Only one insightful signal from a myriad of refuting noises came from Sky Gilbert who refuted Allan Stratton's case very nicely. 
Allan thinks that Shakespeare’s language is difficult and old fashioned, and that students today find analyzing the complexities of his old-fashioned rhetoric boring and irrelevant. Yes, Shakespeare essentially writes in another language (early modern English). And reading or even viewing his work can be a tough slog. Not only did he invent at least 1,700 words (some of which are now forgotten today), he favoured a befuddling periodic syntax in which the subject does not appear until the end of a sentence. 

But a study of Shakespeare’s rhetoric is important in 2021. There is one — and only one — exceedingly relevant idea that can be lifted from Shakespeare’s congested imagery, his complex, sometimes confusing metaphors — one jewel that can be dragged out of his ubiquitous references to OVID and Greek myth (references which were obviously effortless for him, but for most of us, only confound). And this idea is very relevant today. Especially in the era of “alternate facts” and “fake news.”

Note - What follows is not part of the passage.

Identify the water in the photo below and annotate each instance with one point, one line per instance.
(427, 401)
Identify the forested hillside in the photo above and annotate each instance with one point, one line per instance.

This idea is the only one Shakespeare undoubtedly believed. I say this because he returns to it over and over. Trevor McNeely articulated this notion clearly and succinctly when he said that Shakespeare was constantly warning us the human mind “can build a perfectly satisfactory reality on thin air, and never think to question it.” Shakespeare is always speaking — in one way or another — about his suspicion that the bewitching power of rhetoric — indeed the very beauty of poetry itself — is both enchanting and dangerous. 
I agree with both. Personally, I wouldn't have found my friend Montaigne if not for Sarah Blackwell's distilled book on Montaigne. Nor would I have understood Stoics and Buddha if not for simplified versions of their wisdom. 

Students who are capable of original works should have a choice to read them but at the same time since a  majority of students aren't capable of doing so then we should use "simplified" versions of classic literary works as a catalyst to instill not only the love of literature but wisdom as well.